We know of course more about cases in places where outside observers were present, but this does not mean women were not raped elsewhere. Another Red Cross report tells of a horrific incident that began on 9 December 1948 when two Jewish soldiers burst into the house of al-Hajj Suleiman Daud, who had been expelled with his family to Shaqara. The soldiers hit his wife and kidnapped his eighteen-year-old daughter. Seventeen days later the father was able to get hold of an Israeli lieutenant, to whom he protested. The rapists appeared to belong to Brigade Seven. It is impossible to know what exactly happened in those seventeen days before the girl was set free; the worst may be presumed.
31

The second source is the Israeli archives, which only cover cases in which the rapists were brought to trial. David Ben-Gurion seems to have been informed about each case and entered them into his diary. Every few days he has a sub-section: ‘Rape Cases’. One of these records the incident Chizik had reported to him: ‘a case in Acre where soldiers wanted to rape a girl. They killed the father and wounded the mother, and the officers covered for them. At least one soldier raped the girl.’
32

Jaffa seems to have been a hothouse for the cruelty and war crimes of the Israeli troops. One particular battalion, Battalion 3 – commanded by the same person who had been in charge when its soldiers committed massacres in Khisas and Sa‘sa, and cleansed Safad and its environs – was so savage in its behaviour that its soldiers were suspected of being involved in most of the rape cases in the city, and the High Command decided it best to withdraw them from the town. However, other units were no less guilty of molesting women in the first three to four months of the occupation. The worst period
was towards the end of the first truce (July 8) when even Ben-Gurion became so apprehensive about the pattern of behaviour that emerged among the soldiers in the occupied cities, especially the private looting and the rape cases, that he decided not to allow certain army units to enter Nazareth after his troops had taken the town during the ‘ten-day’ war.
33

Our third source is the oral history we have from both the victimisers and the victims. It is very difficult to get the facts in the former case and almost impossible, of course, in the latter. But their stories have already helped shed light on some of the most appalling and inhuman crimes in the war that Israel waged against the Palestinian people.

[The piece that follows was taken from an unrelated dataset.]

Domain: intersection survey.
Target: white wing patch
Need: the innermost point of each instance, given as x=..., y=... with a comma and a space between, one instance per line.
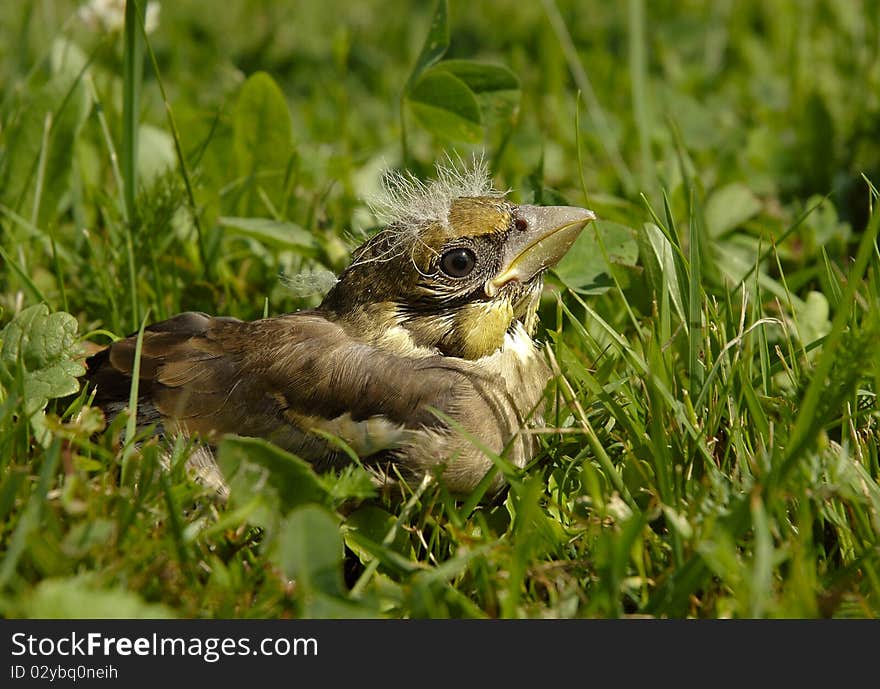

The perpetrators can only talk, it seems, shielded by the safe distance of years. This is how a particularly appalling case came to light just recently. On 12 August 1949, a platoon of soldiers in the Negev, based in Kibbutz Nirim not far for Beit Hanun, on the northern edge of today’s Gaza Strip, captured a twelve-year-old Palestinian girl and locked her up for the night in their military base near the kibbutz. For the next few days she became the platoon’s sex slave as the soldiers shaved her head, gang-raped her and in the end murdered her. Ben-Gurion lists this rape too in his diary but it was censored out by his editors. On 29 October 2003, the Israeli newspaper
Ha’aretz
publicised the story based on the testimonies of the rapists: twenty-two soldiers had taken part in the barbaric torture and execution of the girl. When they were then brought to trial, the severest punishment the court handed down was a prison term of two years for the soldier who had done the actual killing.